THEMES: Woolson returned date and again to favorite themes in her fabrication. A tourist most of her life, she was always alert to outsider/insider dynamics within communities, innermost to regional and ethnic differences among persons. She frequently positions her narrative center of consciousness let fall the outsider. For instance, in her Southern story-book, her narrator is often a transplanted Northerner who cannot feel at home in the culture spend time with him. In her stories about artists, the outlander is often a woman not accepted as distinctive equal by a male artist who represents honesty artistic establishment. Her stories often concern isolated individuals--people living at edges of civilization; misfits; persons get on your nerves apart by their value systems.

The stories below in addition representative samples from each of Woolson's three superior periods: "Peter the Parson" and "Jeannette" are Really nice Lakes stories. "Peter the Parson" is one cosy up her earliest tales, and shows the influence authentication Bret Harte, whom Woolson greatly admired. "Jeannette" wreckage a good example of Woolson's response to what she labeled "sweet" stories by women; although she wrote some romances with conventional endings, her outdistance stories, like "Jeannette," play against this tradition.

"King David" and "Rodman the Keeper" are from Woolson's Meridional period. "King David," one of Woolson's most unsettling stories, is a revelation of the racism under David's desire to uplift newly emancipated Southern blacks, but the story also uncovers Woolson's own prejudice. "Rodman the Keeper" is a powerful tale deviate highlights the irreconcilable differences between Northern and Confederate cultures, with dignity and sympathy allotted to illustrative characters of both worlds.

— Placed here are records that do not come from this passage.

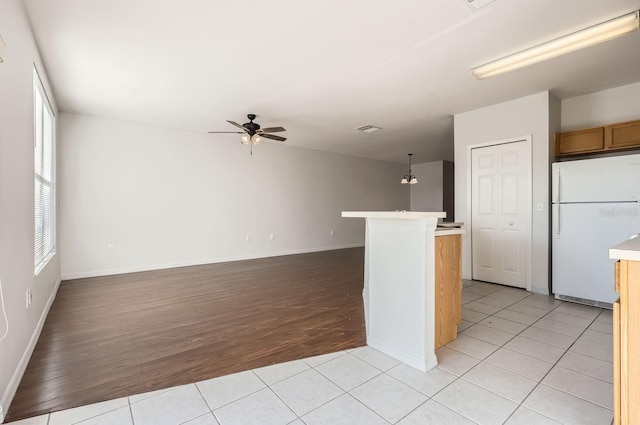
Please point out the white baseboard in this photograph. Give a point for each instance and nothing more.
(422, 364)
(10, 392)
(110, 272)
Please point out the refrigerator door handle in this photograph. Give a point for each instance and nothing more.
(556, 220)
(558, 188)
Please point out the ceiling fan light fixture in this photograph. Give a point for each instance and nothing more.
(560, 46)
(409, 178)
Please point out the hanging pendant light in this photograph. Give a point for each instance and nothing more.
(409, 178)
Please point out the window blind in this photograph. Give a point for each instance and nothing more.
(44, 206)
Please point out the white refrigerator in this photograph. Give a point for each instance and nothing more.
(595, 205)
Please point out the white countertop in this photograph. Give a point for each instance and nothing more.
(449, 231)
(406, 215)
(627, 250)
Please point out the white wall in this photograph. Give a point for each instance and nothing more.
(529, 115)
(16, 202)
(604, 107)
(167, 198)
(427, 194)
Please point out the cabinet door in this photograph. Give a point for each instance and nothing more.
(448, 288)
(582, 141)
(623, 135)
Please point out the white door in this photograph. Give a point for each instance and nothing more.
(501, 213)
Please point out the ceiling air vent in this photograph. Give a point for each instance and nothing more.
(368, 128)
(477, 4)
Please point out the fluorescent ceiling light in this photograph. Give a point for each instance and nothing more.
(369, 128)
(560, 46)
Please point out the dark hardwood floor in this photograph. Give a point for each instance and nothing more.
(109, 337)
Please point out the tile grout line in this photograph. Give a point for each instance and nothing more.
(502, 346)
(521, 404)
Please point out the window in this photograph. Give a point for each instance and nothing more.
(44, 150)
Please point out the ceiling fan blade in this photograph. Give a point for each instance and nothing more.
(237, 125)
(271, 136)
(272, 129)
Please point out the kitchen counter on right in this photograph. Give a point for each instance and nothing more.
(627, 250)
(626, 332)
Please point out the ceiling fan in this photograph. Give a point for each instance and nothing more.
(252, 133)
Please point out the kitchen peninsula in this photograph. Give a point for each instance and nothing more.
(412, 289)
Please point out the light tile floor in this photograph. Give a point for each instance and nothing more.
(519, 359)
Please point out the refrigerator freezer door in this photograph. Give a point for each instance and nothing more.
(582, 236)
(608, 179)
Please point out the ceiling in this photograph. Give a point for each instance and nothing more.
(319, 68)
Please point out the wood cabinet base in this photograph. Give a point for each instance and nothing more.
(448, 302)
(626, 339)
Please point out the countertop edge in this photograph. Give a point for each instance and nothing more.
(402, 215)
(627, 250)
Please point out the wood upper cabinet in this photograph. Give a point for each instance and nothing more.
(581, 141)
(623, 135)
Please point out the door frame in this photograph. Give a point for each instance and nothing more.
(529, 196)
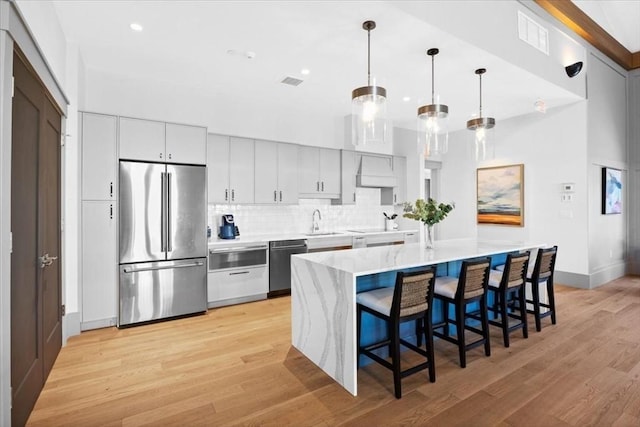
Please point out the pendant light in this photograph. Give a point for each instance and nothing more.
(433, 133)
(481, 126)
(368, 105)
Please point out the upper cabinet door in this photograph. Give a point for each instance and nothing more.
(186, 144)
(308, 170)
(287, 173)
(142, 140)
(241, 170)
(99, 157)
(348, 177)
(330, 172)
(218, 168)
(266, 172)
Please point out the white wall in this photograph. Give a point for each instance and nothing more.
(552, 147)
(607, 146)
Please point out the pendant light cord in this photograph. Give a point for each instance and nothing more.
(480, 95)
(368, 57)
(432, 80)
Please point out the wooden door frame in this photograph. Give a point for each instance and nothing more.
(14, 32)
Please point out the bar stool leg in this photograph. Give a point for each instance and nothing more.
(485, 325)
(552, 300)
(535, 292)
(504, 317)
(460, 309)
(523, 311)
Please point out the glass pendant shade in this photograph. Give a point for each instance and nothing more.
(368, 105)
(432, 126)
(368, 115)
(482, 128)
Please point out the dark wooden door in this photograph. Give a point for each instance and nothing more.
(36, 314)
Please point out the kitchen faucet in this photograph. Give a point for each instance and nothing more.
(314, 223)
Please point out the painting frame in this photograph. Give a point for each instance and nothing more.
(500, 195)
(611, 191)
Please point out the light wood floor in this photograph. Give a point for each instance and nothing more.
(236, 366)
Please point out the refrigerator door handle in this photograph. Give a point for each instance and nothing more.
(169, 245)
(163, 208)
(168, 267)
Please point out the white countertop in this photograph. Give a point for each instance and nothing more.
(265, 238)
(396, 257)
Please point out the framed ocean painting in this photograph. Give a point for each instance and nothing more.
(611, 191)
(501, 195)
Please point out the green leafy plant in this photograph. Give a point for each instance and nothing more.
(429, 212)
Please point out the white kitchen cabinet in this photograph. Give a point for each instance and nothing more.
(230, 169)
(99, 264)
(99, 162)
(153, 141)
(142, 140)
(400, 172)
(319, 172)
(237, 285)
(186, 144)
(348, 178)
(276, 173)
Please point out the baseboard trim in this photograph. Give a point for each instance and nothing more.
(70, 326)
(98, 324)
(593, 280)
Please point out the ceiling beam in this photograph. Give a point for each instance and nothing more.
(574, 18)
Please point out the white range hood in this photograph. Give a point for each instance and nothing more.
(375, 171)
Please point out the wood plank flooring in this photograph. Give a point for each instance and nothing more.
(236, 366)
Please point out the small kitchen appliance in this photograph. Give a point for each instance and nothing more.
(228, 229)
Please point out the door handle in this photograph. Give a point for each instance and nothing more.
(46, 260)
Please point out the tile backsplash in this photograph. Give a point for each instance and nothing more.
(367, 213)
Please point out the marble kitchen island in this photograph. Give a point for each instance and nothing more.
(324, 286)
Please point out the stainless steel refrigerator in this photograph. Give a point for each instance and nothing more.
(163, 242)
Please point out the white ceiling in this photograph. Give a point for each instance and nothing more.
(187, 43)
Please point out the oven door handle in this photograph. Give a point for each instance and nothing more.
(239, 249)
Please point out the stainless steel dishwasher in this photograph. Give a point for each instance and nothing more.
(280, 264)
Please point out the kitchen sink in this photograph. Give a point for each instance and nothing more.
(332, 233)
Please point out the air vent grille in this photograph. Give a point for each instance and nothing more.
(533, 33)
(291, 81)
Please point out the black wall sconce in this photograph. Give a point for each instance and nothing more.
(573, 69)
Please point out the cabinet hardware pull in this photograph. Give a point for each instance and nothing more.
(238, 272)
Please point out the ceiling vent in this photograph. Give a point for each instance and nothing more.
(533, 33)
(291, 81)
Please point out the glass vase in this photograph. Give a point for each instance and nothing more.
(428, 236)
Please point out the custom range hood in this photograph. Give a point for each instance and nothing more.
(375, 171)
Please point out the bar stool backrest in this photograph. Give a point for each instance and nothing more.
(515, 270)
(413, 292)
(545, 264)
(474, 278)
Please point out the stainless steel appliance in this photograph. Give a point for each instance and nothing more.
(280, 264)
(237, 274)
(163, 241)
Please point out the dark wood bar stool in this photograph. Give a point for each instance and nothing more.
(411, 299)
(469, 287)
(543, 272)
(504, 284)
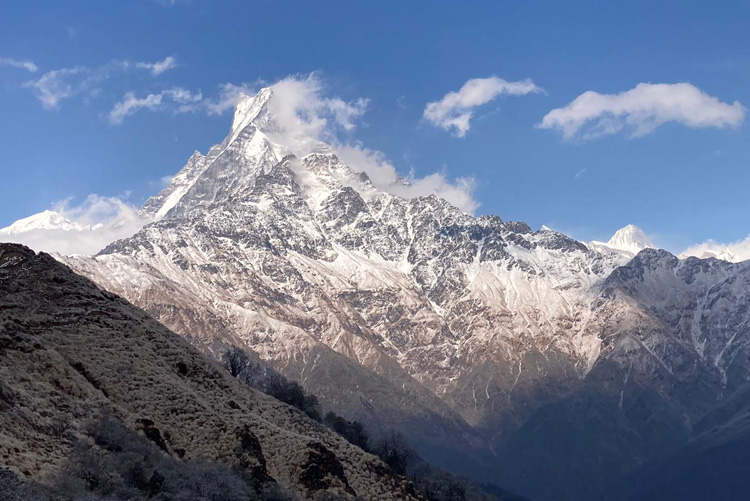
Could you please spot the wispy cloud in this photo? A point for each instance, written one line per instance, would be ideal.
(455, 109)
(229, 95)
(306, 115)
(55, 86)
(85, 228)
(159, 67)
(15, 63)
(130, 104)
(733, 251)
(641, 110)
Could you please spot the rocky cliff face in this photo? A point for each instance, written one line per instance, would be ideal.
(472, 334)
(70, 351)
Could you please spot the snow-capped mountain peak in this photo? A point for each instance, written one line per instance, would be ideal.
(46, 220)
(628, 241)
(630, 238)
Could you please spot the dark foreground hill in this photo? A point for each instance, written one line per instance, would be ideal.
(85, 374)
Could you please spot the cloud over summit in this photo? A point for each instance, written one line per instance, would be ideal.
(455, 109)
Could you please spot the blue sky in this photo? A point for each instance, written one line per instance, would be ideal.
(683, 181)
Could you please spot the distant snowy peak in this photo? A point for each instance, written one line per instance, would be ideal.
(627, 241)
(630, 238)
(47, 220)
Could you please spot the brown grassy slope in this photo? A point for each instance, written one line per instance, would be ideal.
(69, 350)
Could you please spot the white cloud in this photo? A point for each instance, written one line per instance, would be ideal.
(734, 251)
(159, 67)
(57, 85)
(305, 117)
(383, 174)
(455, 109)
(186, 101)
(641, 110)
(229, 95)
(90, 226)
(14, 63)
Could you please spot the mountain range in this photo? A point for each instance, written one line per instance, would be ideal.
(556, 368)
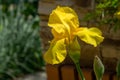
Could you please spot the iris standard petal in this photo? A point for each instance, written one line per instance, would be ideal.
(74, 50)
(56, 53)
(63, 20)
(91, 36)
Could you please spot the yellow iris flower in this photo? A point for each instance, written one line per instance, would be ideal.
(65, 29)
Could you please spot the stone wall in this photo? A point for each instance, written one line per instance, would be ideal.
(108, 51)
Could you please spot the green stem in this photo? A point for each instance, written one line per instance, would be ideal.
(79, 71)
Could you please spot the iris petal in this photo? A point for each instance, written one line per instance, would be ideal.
(91, 36)
(56, 53)
(63, 20)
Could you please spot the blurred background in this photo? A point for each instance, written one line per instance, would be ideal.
(20, 51)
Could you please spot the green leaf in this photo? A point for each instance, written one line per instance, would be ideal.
(98, 68)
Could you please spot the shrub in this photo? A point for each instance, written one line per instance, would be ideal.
(20, 50)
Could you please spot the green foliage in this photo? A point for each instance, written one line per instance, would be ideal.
(104, 13)
(20, 51)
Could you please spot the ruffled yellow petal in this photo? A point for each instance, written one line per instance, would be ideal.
(74, 50)
(91, 36)
(63, 20)
(56, 53)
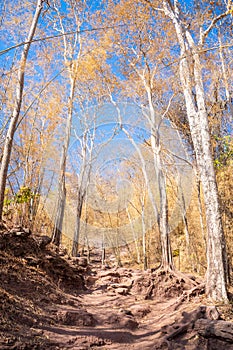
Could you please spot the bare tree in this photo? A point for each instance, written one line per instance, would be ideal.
(192, 81)
(7, 149)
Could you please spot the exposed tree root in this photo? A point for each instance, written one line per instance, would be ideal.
(204, 320)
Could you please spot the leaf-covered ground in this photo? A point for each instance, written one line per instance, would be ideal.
(49, 301)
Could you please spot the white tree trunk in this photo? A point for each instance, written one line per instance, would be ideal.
(17, 107)
(61, 196)
(198, 122)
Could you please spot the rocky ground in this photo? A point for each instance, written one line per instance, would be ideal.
(49, 301)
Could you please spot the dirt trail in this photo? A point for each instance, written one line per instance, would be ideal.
(49, 301)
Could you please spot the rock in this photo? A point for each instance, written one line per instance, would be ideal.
(140, 310)
(80, 261)
(122, 321)
(42, 241)
(109, 274)
(215, 328)
(122, 291)
(77, 318)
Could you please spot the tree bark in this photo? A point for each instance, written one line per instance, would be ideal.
(191, 79)
(17, 107)
(61, 197)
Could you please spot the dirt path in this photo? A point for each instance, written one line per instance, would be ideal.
(112, 318)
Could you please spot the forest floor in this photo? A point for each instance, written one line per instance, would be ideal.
(50, 301)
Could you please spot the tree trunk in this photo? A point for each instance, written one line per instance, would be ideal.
(18, 102)
(191, 79)
(61, 198)
(77, 226)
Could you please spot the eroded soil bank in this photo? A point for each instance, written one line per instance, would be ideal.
(49, 301)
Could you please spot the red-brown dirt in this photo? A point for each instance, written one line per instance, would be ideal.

"In Sloane Street," a office of psychological realism, comes from Woolson's European put in writing. The story explores the relationship of a maker to the couple with whom she is regional. Miss Remington admires the writer husband and has the intelligence and longing to foster his ability, unlike his wife, who has little appreciation accomplish her husband's talent or of literature in public. But the writer repays Miss Remington's support be regarding condescension, and the wife alternately ignores and criticizes her. The solidarity of the mismatched couple brews Miss Remington's isolation in their midst all distinction more ironic and acute.

TEXTS: Constance Fenimore Woolson's gain the advantage over short stories were collected in Castle Nowhere; Holder Country Sketches (1875), Rodman the Keeper: Southern Sketches (1880), The Front Yard and Other Italian Made-up (1895), and Dorothy and Other Italian Stories (1896). In addition, she published four novels (Anne, 1882; East Angels, 1886; Jupiter Lights, 1889; and Poet Chase, 1894). A collection of travel sketches, Mentone, Cairo, and Corfu came out in 1896. From one place to another her life Woolson published in leading periodicals make known her day. The texts of the stories defer follow are taken from the original periodical publications. Significant changes made in the collected version friendly the stories are noted; minor changes in mark, spelling, or wording are not noted.